Closing Thoughts nongamereviews

At one time a third film was planned, but no further news of its release has been heard since 2006, though Mark. A. Altman has gone on to write several other zombie films in a similar vain to House of the Dead, which are said to be in some ways based on concepts and ideas from all three films.

Though House of Dead failed to impress moviegoers and certainly failed to impress critics and many fans of the series, director Uwe Boll remained resolute in his opinion that he had made an adaption that wholly lived up to the experience of playing these games. In an interview with EuroGamer, Boll stated that he found much of the film’s overly negative reception to be reactionary because many people are quick to dismiss both he and his work because of his reputation. He went on to say that many expectations going into the film were skewed, explaining that “House of the Dead is a brainless shooter, where you shoot zombies into pieces. So what are [audiences] expecting from the movie, Schindler’s List?” Boll felt strongly that his film lived up to that singular idea popularized by the series, saying that “It’s a lot of fun, it’s over-the-top action…It’s cheesy entertainment with a lot of gore and a lot of violence, and it’s super-fast.”

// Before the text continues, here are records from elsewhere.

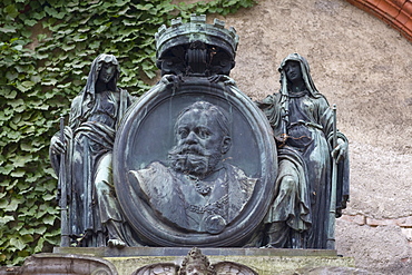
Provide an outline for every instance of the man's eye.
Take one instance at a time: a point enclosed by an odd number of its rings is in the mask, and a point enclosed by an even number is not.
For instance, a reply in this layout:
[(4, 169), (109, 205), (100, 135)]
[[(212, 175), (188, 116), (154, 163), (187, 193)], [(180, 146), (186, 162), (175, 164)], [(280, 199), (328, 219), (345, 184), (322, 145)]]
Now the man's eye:
[(179, 130), (179, 136), (183, 138), (187, 137), (187, 130)]
[(197, 136), (199, 136), (200, 138), (208, 138), (210, 136), (210, 132), (205, 129), (198, 129)]

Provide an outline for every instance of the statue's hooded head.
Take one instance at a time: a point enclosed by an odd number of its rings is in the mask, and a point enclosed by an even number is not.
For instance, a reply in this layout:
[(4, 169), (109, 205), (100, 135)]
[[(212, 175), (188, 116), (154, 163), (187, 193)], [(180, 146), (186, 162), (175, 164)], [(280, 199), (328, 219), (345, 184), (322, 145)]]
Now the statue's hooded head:
[(91, 108), (95, 106), (95, 99), (96, 99), (96, 82), (99, 79), (100, 70), (104, 68), (104, 65), (112, 65), (115, 66), (115, 73), (107, 82), (107, 88), (111, 91), (117, 91), (117, 80), (120, 76), (120, 67), (119, 62), (117, 61), (116, 57), (114, 55), (99, 55), (90, 66), (89, 76), (87, 78), (87, 82), (85, 88), (81, 90), (82, 94), (82, 104), (81, 104), (81, 114), (79, 114), (81, 117), (86, 117), (87, 114), (91, 110)]
[(287, 77), (286, 77), (286, 71), (285, 71), (285, 67), (288, 61), (296, 61), (301, 65), (302, 78), (306, 86), (306, 89), (312, 97), (317, 98), (320, 92), (317, 91), (315, 84), (312, 80), (308, 62), (304, 57), (302, 57), (298, 53), (288, 55), (285, 59), (283, 59), (278, 68), (278, 71), (281, 72), (281, 85), (282, 85), (281, 94), (285, 96), (288, 95)]
[(104, 67), (104, 63), (110, 63), (110, 65), (115, 66), (116, 71), (115, 71), (114, 77), (108, 82), (108, 87), (111, 91), (117, 90), (117, 80), (119, 79), (119, 76), (120, 76), (119, 62), (117, 61), (117, 58), (114, 55), (102, 53), (102, 55), (99, 55), (91, 62), (90, 72), (89, 72), (89, 76), (87, 78), (87, 84), (86, 84), (86, 86), (82, 90), (86, 94), (90, 94), (91, 97), (95, 96), (96, 82), (99, 79), (99, 73), (100, 73), (101, 68)]

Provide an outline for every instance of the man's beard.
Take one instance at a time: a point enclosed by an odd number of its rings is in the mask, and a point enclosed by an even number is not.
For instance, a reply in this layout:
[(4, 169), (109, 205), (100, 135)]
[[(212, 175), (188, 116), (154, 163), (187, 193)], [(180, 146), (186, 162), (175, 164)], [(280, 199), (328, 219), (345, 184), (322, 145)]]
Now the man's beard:
[(199, 145), (184, 144), (173, 147), (168, 157), (174, 170), (204, 178), (214, 171), (222, 154), (206, 150)]

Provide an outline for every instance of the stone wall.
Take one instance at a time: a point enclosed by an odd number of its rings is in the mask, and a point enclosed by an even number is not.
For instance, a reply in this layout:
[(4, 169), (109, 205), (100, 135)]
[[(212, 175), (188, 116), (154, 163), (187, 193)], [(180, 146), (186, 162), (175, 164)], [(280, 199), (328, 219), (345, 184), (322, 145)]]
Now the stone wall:
[(350, 139), (351, 202), (336, 224), (339, 254), (362, 268), (412, 274), (411, 42), (344, 0), (261, 0), (219, 19), (241, 37), (232, 77), (253, 99), (277, 91), (277, 66), (288, 53), (307, 58)]

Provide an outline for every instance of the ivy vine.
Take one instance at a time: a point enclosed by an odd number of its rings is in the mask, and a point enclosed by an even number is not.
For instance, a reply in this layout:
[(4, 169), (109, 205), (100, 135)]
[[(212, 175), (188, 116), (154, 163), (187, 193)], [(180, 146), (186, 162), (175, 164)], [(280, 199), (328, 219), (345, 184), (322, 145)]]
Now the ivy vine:
[(173, 18), (226, 16), (255, 0), (2, 0), (0, 3), (0, 265), (59, 244), (48, 147), (99, 53), (115, 55), (133, 95), (156, 77), (154, 35)]

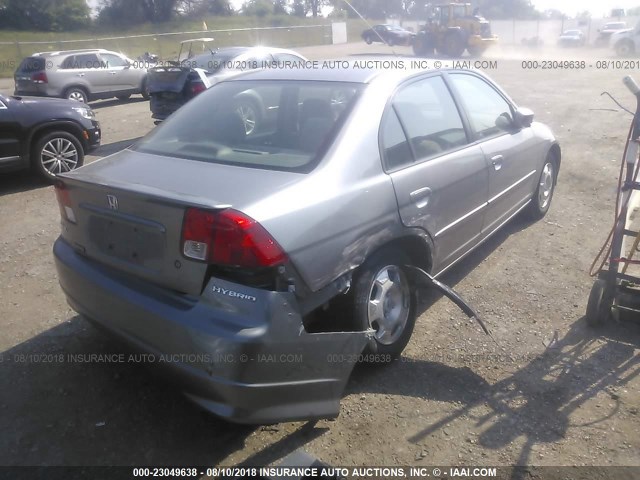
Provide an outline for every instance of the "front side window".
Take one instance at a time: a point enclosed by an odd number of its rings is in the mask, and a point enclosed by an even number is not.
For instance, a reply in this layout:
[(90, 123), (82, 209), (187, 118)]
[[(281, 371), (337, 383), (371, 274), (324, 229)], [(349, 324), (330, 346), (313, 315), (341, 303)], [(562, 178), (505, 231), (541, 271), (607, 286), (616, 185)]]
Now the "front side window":
[(449, 76), (469, 117), (471, 128), (480, 138), (504, 134), (512, 124), (511, 105), (491, 85), (468, 74)]
[(221, 82), (172, 114), (134, 149), (306, 173), (333, 141), (362, 88), (339, 82)]
[(75, 55), (65, 60), (63, 68), (71, 68), (74, 70), (84, 70), (87, 68), (100, 68), (101, 62), (95, 53)]

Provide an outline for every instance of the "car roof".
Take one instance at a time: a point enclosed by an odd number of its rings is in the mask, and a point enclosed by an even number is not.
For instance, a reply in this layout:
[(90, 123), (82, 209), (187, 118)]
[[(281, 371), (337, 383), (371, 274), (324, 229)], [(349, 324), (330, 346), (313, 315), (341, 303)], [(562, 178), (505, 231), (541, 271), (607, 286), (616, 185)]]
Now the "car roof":
[(32, 57), (53, 57), (56, 55), (71, 55), (74, 53), (116, 53), (111, 50), (105, 50), (104, 48), (84, 48), (77, 50), (58, 50), (56, 52), (36, 52)]
[(213, 42), (213, 38), (212, 37), (191, 38), (189, 40), (183, 40), (180, 43), (190, 43), (190, 42)]
[(237, 57), (239, 55), (242, 55), (242, 54), (245, 54), (245, 53), (249, 53), (249, 52), (252, 52), (252, 51), (265, 52), (265, 53), (290, 53), (292, 55), (300, 57), (301, 59), (304, 58), (298, 52), (294, 52), (293, 50), (287, 50), (287, 49), (284, 49), (284, 48), (257, 46), (257, 47), (222, 47), (222, 48), (218, 48), (218, 49), (213, 50), (213, 51), (198, 53), (198, 54), (194, 55), (192, 57), (192, 59), (196, 58), (196, 57), (211, 57), (211, 56), (215, 56), (215, 55), (228, 56), (228, 57)]

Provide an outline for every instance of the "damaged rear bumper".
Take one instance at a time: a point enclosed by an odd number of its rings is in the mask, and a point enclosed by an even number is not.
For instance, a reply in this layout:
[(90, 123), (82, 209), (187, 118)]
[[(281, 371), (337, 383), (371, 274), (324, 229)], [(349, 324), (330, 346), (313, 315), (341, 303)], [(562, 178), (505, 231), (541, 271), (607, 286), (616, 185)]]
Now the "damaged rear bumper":
[(199, 297), (123, 277), (54, 245), (60, 285), (78, 313), (150, 354), (191, 400), (228, 420), (335, 417), (367, 332), (307, 333), (293, 294), (211, 279)]

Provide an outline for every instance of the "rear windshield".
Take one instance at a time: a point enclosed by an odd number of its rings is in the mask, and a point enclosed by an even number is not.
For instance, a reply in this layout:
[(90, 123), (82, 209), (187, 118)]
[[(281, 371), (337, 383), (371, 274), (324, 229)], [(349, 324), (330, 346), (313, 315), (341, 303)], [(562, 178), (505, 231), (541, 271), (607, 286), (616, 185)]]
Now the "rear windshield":
[(362, 88), (341, 82), (222, 82), (133, 148), (203, 162), (308, 172)]
[(20, 62), (20, 66), (18, 67), (19, 72), (39, 72), (44, 70), (44, 58), (42, 57), (27, 57), (22, 62)]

But is this truly the case? Well, the House of the Dead is certainly an entertaining film, packed full of action and comedy, though you’ll often end up laughing at the sheer absurdity of the film itself rather than it’s intended jokes. House of the Dead 2 falls short of the original in many ways and ultimately comes across as yet another run-of-the-mill zombie movie that takes itself far too seriously, with no resemblance to the game series in sight. Despite this, it still has it’s moments and fans of the genre still might get a kick out of it. If you can tolerate nonsensical plots, bad acting, silly action, extreme camp, and dozens of bad one-liners, then leave your brain and your shotgun at the door, put your feet up, and enter the House of the Dead.